Dopo varie discussioni, è stato chiarito che non ci sarebbe stato alcun programma di rimozione dei cani. Questo episodio ha comunque messo in evidenza le delicata gestione dei cani randagi in Sri Lanka, secondo Gihan Dinushka, un attivista della Coalition for Animal Welfare, un’alleanza impegnata nella difesa degli animali. Senza un censimento completo, il numero di cani randagi in Sri Lanka è stimato attorno ai 2,5 milioni.
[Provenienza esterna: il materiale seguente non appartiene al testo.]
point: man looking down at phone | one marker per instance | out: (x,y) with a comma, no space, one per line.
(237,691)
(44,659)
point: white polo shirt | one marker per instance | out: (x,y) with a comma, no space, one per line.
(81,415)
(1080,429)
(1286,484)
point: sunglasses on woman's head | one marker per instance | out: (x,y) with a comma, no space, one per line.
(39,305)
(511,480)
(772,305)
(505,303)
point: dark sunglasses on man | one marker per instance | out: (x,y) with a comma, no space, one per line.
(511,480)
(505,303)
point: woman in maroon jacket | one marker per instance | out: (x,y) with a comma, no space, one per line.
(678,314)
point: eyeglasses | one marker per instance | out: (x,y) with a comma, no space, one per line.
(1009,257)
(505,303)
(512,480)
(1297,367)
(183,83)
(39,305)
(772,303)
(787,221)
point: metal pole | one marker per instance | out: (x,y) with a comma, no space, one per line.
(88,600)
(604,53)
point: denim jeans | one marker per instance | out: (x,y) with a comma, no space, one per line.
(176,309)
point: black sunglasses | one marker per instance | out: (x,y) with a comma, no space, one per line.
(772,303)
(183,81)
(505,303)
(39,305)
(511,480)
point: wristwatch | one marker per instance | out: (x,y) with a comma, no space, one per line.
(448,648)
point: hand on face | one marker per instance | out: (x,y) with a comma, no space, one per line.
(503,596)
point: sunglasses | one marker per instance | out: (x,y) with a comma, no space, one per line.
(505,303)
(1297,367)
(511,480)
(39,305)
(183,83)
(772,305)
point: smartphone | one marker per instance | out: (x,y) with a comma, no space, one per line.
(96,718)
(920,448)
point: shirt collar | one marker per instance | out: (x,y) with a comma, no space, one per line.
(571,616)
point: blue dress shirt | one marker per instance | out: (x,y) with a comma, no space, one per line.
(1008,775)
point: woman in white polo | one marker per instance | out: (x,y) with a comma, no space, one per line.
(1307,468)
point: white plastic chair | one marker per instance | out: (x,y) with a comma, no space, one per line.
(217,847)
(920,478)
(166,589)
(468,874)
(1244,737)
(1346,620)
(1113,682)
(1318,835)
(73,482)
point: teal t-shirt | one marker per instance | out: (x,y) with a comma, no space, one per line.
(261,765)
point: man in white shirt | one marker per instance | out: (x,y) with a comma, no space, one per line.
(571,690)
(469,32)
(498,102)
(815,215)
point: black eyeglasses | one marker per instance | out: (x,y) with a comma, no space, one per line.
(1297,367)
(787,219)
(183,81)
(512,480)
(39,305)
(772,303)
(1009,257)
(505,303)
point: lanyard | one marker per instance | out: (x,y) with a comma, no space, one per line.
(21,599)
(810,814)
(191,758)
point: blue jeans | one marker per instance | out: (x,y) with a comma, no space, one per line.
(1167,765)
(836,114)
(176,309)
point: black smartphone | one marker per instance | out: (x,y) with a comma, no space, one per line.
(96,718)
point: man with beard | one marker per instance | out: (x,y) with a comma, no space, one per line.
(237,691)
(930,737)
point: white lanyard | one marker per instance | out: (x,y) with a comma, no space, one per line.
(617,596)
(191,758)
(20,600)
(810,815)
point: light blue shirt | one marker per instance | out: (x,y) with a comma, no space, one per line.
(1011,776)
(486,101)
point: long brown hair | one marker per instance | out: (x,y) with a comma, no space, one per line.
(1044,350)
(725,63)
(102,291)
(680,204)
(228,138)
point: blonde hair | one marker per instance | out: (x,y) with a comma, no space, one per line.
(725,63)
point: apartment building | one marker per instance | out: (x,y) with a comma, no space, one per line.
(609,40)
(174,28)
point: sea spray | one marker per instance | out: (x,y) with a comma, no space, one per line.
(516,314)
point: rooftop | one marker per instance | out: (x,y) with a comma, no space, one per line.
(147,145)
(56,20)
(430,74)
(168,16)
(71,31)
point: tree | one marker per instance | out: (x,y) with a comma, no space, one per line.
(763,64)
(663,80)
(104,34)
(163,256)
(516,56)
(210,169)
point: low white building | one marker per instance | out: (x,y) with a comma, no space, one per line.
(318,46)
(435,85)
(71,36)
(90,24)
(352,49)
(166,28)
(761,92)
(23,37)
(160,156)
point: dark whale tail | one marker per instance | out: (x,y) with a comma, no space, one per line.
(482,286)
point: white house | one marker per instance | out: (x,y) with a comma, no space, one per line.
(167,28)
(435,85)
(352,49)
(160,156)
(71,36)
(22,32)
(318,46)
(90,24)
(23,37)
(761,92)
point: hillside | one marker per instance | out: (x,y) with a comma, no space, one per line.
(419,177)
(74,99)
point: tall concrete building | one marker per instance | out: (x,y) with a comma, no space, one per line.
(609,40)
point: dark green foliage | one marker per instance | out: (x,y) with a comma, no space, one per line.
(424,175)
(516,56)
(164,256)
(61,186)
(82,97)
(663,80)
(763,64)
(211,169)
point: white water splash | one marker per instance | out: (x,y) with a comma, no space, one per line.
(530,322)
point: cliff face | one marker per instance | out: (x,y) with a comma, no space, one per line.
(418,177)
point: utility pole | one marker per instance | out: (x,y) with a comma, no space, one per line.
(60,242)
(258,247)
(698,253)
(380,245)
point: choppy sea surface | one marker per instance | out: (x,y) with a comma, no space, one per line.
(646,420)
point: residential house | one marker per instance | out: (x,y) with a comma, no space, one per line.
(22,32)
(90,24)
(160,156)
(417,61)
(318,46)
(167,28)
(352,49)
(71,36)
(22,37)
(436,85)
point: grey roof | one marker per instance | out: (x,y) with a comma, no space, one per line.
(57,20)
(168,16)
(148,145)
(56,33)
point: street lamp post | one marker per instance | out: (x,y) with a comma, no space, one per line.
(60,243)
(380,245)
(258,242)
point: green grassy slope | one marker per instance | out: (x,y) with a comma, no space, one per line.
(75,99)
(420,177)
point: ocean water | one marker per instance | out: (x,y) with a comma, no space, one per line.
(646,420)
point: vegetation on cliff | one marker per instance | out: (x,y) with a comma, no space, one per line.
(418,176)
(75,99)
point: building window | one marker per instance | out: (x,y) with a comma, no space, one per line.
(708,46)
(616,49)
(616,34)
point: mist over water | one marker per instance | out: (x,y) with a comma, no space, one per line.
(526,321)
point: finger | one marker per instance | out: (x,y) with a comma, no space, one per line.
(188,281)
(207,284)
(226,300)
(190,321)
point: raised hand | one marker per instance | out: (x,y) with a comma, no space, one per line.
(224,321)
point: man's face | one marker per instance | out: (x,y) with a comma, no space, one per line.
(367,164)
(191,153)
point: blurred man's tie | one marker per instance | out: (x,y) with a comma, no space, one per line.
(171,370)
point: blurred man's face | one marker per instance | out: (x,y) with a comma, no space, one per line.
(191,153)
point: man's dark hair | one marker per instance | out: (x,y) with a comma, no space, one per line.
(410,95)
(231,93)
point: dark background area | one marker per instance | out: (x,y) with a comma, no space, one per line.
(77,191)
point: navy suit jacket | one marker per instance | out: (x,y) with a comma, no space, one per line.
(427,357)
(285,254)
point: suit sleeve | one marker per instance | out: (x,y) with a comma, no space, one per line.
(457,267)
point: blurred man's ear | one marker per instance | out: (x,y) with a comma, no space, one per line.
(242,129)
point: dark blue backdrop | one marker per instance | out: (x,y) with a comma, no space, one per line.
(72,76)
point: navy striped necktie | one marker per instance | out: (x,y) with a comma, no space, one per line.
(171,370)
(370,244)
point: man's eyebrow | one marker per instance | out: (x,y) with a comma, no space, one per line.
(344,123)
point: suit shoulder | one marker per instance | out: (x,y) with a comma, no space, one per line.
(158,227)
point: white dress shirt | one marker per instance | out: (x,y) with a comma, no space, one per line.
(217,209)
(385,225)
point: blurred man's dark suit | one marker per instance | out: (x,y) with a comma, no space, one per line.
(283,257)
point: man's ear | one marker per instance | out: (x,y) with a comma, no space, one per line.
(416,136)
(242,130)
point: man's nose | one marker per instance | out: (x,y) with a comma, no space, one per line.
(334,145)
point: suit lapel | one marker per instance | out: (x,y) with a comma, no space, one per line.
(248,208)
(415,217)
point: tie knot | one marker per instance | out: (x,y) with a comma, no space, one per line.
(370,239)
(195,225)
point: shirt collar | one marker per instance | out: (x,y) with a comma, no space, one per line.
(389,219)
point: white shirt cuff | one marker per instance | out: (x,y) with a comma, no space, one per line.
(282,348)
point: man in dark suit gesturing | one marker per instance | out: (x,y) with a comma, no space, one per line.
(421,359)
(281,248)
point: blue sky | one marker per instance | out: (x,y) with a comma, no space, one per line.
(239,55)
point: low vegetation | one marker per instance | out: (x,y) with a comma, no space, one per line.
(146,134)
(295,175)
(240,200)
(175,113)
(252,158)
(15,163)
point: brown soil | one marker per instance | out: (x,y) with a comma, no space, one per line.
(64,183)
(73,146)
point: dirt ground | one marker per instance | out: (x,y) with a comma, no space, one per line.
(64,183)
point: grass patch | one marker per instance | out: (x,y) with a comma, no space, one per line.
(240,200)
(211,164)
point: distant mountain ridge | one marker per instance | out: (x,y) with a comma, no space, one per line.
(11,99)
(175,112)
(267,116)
In questa regione, i cani liberi tendono a formare gruppi territoriali, il che può aumentare i conflitti quando animali estranei entrano nel loro territorio.

Con l’aumento delle temperature e dell’umidità, le condizioni climatiche rappresentano un altro fattore di preoccupazione, con l’ufficio meteorologico che avverte di un rischio maggiore di stress da calore. Queste condizioni sono particolarmente sfavorevoli per gli animali, soprattutto per uno in fase di recupero da un’operazione. La situazione del clima ha sollevato interrogativi sul livello di adattamento di Aloka, considerando il suo difficile passato.